To understand what Perplexity built, it helps to understand the three-way tension that AI systems face.
Accuracy demands the most capable models, which are expensive to run. Privacy demands that some data never leave the device. Cost and energy efficiency demand that you don’t spend a frontier model’s compute on tasks a smaller model can handle.
That routing layer is what Perplexity calls hybrid agentic inference.
A compact AI model runs locally on the user’s device. This local model evaluates each incoming task or subtask. It determines whether the task involves sensitive data, whether it requires heavy computation, or whether it can be handled entirely on-device. Based on that evaluation, work is either kept local or sent to a frontier model in the cloud.
Perplexity describes this local model as deciding “when sensitive data should also be kept locally.” The system is designed to ask for user permission before sending sensitive tasks to the cloud. That design addresses a specific concern enterprises have about agentic AI: data governance — knowing where data goes and who controls that decision.

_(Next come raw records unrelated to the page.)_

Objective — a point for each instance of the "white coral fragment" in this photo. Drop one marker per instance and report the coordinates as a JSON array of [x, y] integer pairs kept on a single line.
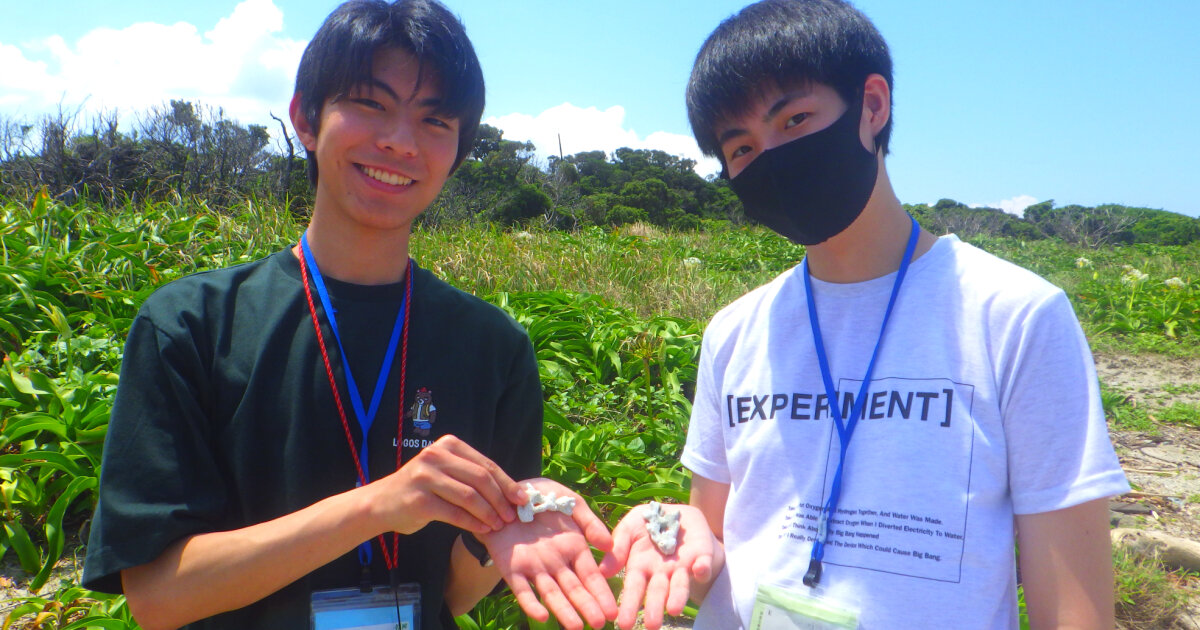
[[663, 526], [540, 503]]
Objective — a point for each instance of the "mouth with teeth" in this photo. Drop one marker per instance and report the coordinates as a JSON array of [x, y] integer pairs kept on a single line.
[[391, 179]]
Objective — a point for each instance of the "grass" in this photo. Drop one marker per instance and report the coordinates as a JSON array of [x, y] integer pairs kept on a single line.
[[1147, 595], [643, 270], [615, 315]]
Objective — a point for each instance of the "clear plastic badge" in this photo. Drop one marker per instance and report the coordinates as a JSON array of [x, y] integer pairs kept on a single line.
[[780, 609], [383, 609]]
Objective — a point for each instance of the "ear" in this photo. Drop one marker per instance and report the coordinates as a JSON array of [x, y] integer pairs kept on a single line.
[[876, 109], [300, 124]]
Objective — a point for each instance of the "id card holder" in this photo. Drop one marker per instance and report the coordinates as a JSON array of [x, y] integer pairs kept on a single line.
[[781, 609], [383, 609]]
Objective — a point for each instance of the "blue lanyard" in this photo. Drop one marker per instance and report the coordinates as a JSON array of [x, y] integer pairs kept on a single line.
[[365, 417], [845, 429]]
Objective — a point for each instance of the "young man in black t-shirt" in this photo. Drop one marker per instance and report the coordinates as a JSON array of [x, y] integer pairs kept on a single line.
[[237, 474]]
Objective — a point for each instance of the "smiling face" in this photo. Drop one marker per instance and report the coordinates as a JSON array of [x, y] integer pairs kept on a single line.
[[384, 150], [777, 117]]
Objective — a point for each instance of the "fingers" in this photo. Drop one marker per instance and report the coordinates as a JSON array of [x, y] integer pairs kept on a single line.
[[622, 541], [492, 483], [702, 568], [557, 601], [655, 600], [594, 581], [593, 528], [581, 598], [527, 599], [630, 599], [679, 588]]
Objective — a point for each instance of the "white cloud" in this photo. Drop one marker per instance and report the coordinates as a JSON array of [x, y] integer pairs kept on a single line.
[[592, 129], [1015, 205], [243, 65]]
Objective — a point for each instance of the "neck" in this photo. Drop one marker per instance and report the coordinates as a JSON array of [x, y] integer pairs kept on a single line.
[[873, 245], [360, 257]]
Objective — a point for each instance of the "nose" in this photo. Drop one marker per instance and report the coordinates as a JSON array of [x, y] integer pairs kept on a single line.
[[399, 137]]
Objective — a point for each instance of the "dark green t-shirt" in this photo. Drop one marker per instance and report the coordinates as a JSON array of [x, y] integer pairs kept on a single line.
[[225, 418]]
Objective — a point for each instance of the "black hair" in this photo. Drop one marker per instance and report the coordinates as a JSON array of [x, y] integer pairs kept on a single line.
[[340, 57], [787, 42]]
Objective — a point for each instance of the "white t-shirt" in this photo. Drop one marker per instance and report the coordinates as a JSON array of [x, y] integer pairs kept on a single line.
[[983, 403]]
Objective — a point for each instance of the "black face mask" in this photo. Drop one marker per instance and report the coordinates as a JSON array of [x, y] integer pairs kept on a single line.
[[813, 187]]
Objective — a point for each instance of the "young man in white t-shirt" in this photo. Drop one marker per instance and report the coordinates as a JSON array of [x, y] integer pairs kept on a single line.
[[874, 427]]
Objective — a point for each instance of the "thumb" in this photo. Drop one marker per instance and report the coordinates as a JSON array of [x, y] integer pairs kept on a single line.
[[615, 561]]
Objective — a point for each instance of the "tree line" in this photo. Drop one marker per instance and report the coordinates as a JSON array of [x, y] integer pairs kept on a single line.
[[187, 150]]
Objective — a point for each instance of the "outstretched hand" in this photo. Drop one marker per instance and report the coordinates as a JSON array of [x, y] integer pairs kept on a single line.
[[663, 582], [552, 553]]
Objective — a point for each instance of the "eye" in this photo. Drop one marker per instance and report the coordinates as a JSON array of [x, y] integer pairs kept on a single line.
[[796, 120]]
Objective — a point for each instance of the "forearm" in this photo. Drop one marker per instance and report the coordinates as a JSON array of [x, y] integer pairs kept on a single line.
[[468, 582], [1067, 568], [214, 573]]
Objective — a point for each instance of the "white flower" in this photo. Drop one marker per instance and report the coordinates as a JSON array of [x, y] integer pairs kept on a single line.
[[1133, 276]]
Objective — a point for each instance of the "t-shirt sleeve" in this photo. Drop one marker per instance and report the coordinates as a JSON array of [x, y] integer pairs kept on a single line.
[[703, 453], [159, 478], [1059, 448]]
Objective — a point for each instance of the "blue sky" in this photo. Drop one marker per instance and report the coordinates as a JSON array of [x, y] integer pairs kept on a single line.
[[1000, 103]]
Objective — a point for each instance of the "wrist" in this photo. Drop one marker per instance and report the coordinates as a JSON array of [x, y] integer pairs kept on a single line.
[[477, 549]]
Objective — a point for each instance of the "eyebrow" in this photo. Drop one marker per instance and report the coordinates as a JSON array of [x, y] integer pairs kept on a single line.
[[432, 102], [787, 97]]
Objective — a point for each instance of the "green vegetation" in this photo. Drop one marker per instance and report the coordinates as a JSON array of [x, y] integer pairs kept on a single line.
[[1147, 595], [616, 317]]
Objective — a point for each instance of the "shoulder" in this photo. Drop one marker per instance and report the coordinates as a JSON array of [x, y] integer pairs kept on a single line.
[[457, 310], [193, 305], [196, 289], [753, 307], [983, 277]]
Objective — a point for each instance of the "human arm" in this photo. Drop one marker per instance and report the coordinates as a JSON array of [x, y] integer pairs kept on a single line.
[[552, 553], [205, 574], [665, 582], [1066, 559]]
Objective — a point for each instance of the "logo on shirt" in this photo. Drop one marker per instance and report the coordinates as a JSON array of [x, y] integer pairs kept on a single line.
[[423, 412]]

Examples of data the system is intended to keep local include financial records, health information, and personal files. Work that requires a frontier model’s full capability runs on the server. Most real tasks are a mix, so the system splits them and coordinates the parts.

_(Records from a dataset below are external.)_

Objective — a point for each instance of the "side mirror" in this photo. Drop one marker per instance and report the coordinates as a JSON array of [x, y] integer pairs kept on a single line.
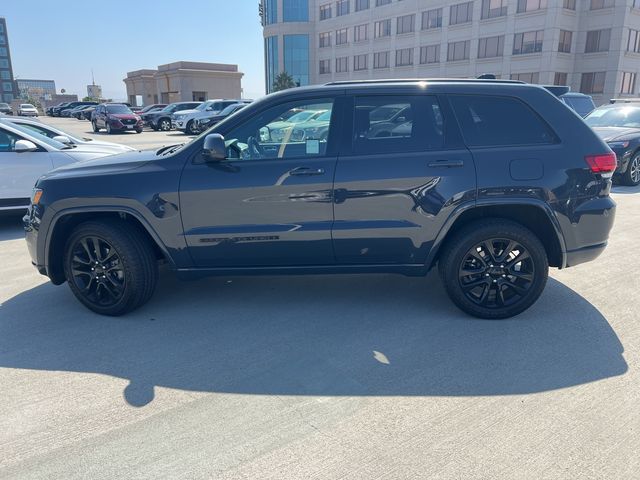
[[214, 147], [63, 139], [23, 146]]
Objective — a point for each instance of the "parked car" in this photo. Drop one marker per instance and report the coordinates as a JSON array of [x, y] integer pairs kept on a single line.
[[185, 120], [161, 120], [57, 111], [494, 182], [205, 122], [25, 155], [618, 124], [67, 138], [6, 109], [115, 117], [27, 110]]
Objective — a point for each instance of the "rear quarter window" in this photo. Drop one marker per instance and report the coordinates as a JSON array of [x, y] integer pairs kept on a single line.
[[488, 121]]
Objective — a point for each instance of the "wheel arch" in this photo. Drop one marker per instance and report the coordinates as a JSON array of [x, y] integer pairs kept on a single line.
[[533, 215], [65, 221]]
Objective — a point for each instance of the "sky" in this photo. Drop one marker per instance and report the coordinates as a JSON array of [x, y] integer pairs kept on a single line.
[[63, 40]]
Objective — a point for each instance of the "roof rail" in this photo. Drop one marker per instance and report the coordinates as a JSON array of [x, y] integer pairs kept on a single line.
[[624, 100], [414, 80]]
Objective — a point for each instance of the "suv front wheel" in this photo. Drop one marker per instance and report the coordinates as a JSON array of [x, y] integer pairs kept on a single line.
[[494, 268], [110, 267]]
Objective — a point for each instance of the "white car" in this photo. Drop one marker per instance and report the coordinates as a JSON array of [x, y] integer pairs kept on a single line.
[[185, 119], [66, 138], [25, 156], [27, 110]]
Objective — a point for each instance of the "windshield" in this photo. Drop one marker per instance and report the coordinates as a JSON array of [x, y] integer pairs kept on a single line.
[[38, 136], [627, 116], [118, 109]]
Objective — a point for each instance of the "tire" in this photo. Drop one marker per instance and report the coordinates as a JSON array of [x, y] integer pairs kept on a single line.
[[480, 273], [631, 177], [125, 269], [164, 124], [189, 129]]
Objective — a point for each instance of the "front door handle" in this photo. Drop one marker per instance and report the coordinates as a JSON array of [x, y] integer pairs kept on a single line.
[[305, 171], [447, 163]]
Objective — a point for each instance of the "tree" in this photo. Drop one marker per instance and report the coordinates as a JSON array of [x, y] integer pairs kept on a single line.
[[283, 81]]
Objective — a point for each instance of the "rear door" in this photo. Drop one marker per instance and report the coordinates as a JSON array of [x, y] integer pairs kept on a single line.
[[406, 170]]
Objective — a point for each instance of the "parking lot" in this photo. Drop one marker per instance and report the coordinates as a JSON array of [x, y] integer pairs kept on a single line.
[[360, 376]]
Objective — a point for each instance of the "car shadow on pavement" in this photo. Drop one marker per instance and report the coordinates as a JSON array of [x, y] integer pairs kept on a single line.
[[11, 226], [353, 335]]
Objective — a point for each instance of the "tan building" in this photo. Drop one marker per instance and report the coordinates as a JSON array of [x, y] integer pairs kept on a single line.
[[591, 45], [183, 81]]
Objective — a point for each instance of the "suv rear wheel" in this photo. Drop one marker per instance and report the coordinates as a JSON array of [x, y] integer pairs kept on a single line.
[[110, 267], [494, 268]]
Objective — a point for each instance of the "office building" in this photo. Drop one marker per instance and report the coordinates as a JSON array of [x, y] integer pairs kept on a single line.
[[183, 81], [8, 91], [591, 45]]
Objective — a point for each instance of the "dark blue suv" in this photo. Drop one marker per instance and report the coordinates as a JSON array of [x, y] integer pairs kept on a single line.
[[492, 181]]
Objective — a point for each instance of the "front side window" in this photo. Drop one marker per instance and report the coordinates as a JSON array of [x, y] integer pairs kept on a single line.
[[293, 130], [488, 121], [397, 123]]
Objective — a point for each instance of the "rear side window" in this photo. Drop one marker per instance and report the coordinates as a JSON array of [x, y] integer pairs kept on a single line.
[[499, 121], [396, 124]]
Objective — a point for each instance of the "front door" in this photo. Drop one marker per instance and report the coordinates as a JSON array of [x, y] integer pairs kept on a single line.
[[270, 202], [407, 170], [19, 171]]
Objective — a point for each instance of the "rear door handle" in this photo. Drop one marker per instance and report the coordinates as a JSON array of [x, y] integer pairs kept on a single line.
[[305, 171], [447, 163]]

How It Fits into Perplexity Computer
Perplexity Computer is the company’s cloud-based multi-model agentic product, launched in February 2026. It originally ran entirely in the cloud on the Perplexity Max subscription tier ($200/month).
Personal Computer is a separate, related product that brought Computer’s capabilities onto the local device — with access to local files, native Mac apps, the web, and Perplexity’s secure servers. Personal Computer launched on Mac in April 2026. Windows support is planned; a waitlist is open.